Today, October 11, 2020, is “National Coming Out Day.” National Coming Out Day is an annual observance that began in 1988. Its ostensible purpose is to celebrate Queer liberation and to honor those who have journeyed toward self-discovery, embraced new self-acceptance, and risked public scrutiny.
While decades of Queer observance, prides, media representations, laws, and practices have ushered incremental movement toward true liberation of Queer indivduals, there is a pervasive message that only certain manifestations of Queerness merit celebration–while others remain in the oppressive margins of mainstream society, on the fringes of public discourse, and at the mercy of continued racial, sexual, and gendered violence.
The “accepted” representations of Queerness are those for which whom you happen to love is the only aberration. That is, outside of sexual orientation, these individuals are accepted for their whiteness, their cisness, their educated-ness, and their socioeconomic status–or the extent to which their performance of these dimensions grants them protection or promotion in mainstream social discourse.
What we see as “acceptance” is merely the willingness to turn a blind eye to the single discrepancy of a same-gender-loving “lifestyle” in favor of subscription to white supremacist capitalist patriacrhal paradigms.
This is a regressive model that tolerates this individual, isolated “anomaly” in exchange for a preservation of a status quo. This is not liberation. Liberation exists in how we reject this status quo, how we redefine paradigms that center non-white and non-cishetero identities, and how we reimagine a world wherein our existence is embraced.
To this point, I reject the label of “gay” to describe by identity. To me, “gay” assumes a preservation of white cisheteronormative hegemonies that define accepted sociocultural and sociopolitical discourse.

This is why I embrace “Queer”.
Queer is different. Queer is abnormal. Queer is deviant.
Black folks, our very existence is queer.
To be Black is a gift. To be Queer is a blessing.
To be Black and Queer is a divine opportunity to live on our terms.
To be Black and Queer is to embrace identities that are aberrant. It is to reject white, patriarchal structures that have punished us for both our skin color and for how we navigate our humanness as social and sexual beings.
To be Black and Queer is to realize that we will never be accepted in our fullest authenticity.
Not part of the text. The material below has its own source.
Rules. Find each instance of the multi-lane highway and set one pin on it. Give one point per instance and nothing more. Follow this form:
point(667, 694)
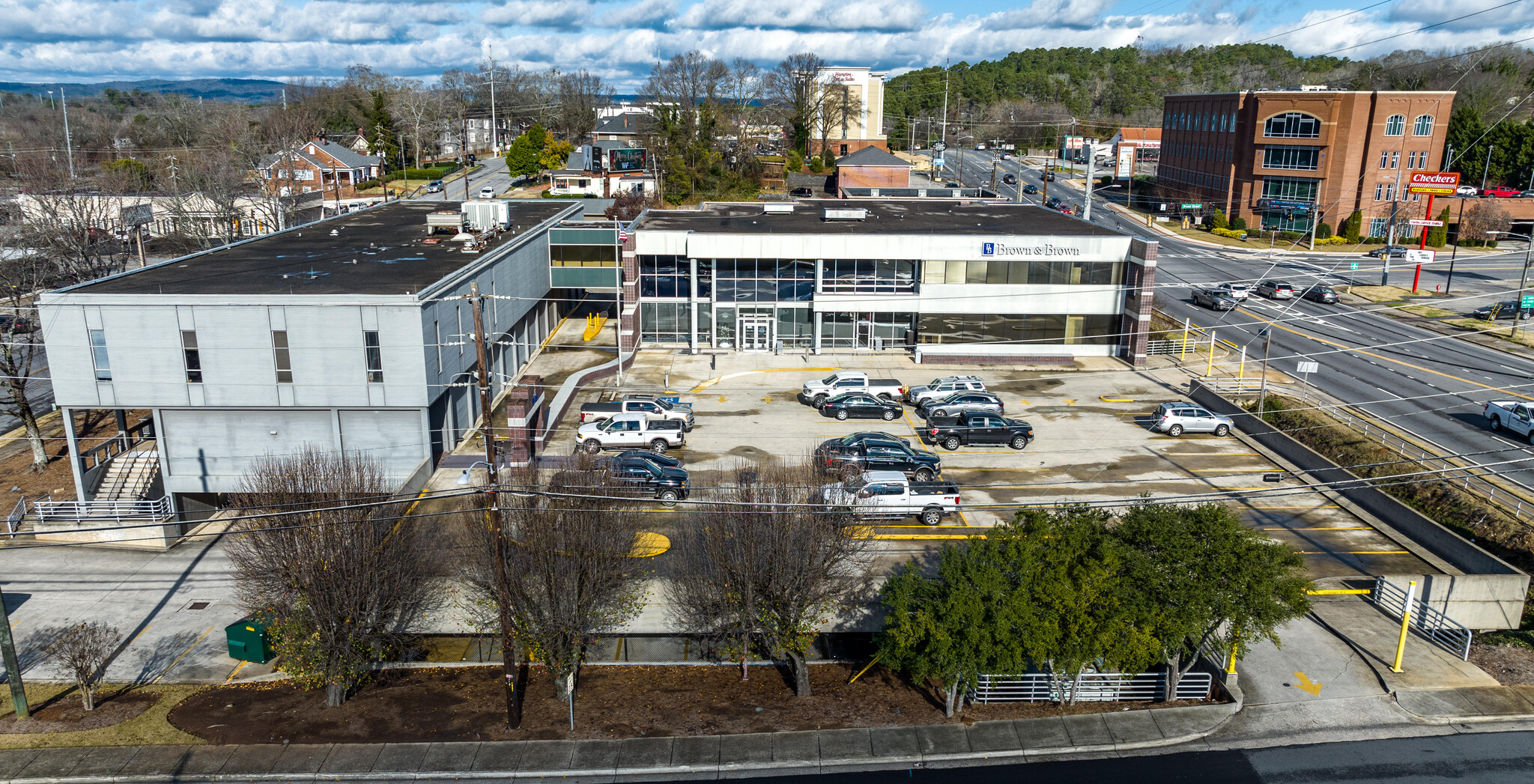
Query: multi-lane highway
point(1425, 383)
To be Black and Queer is to realize that we will never be embraced in all of our identities. To be Black and Queer is to recognize the divine opportunity in this realization.
As a Black, Queer man. I have worked very hard to be accepted. In this journey toward acceptance, I have had to acknowledge that this “acceptance” came at the rejection of one or more of my identities. I had to realize that my fullest existence lies outside of the pervasive social fabric. I had to accept that acceptance resides in how I choose to define myself and how I choose to reimagine the world that I create for myself.

I have had to embrace that fact that my expressions are not “normal”. I have had to realize that the binary that separates “friendship” and “relationship” is nonexistent–or at least exists differently. I have had to realize that my “culture” resides both within and outside of “Black” culture and “Queer” culture–it lies in a space that I have created for myself. It lies in a world that I have constructed for myself wherein I feel the safest and most empowered.
To be Black and Queer is to “come out” to a realization that we are not designed to exist in our current world, and that we are equipped with the tools to reconstruct or realities . It is to embrace “Queerness” not as aberration, but as liberation.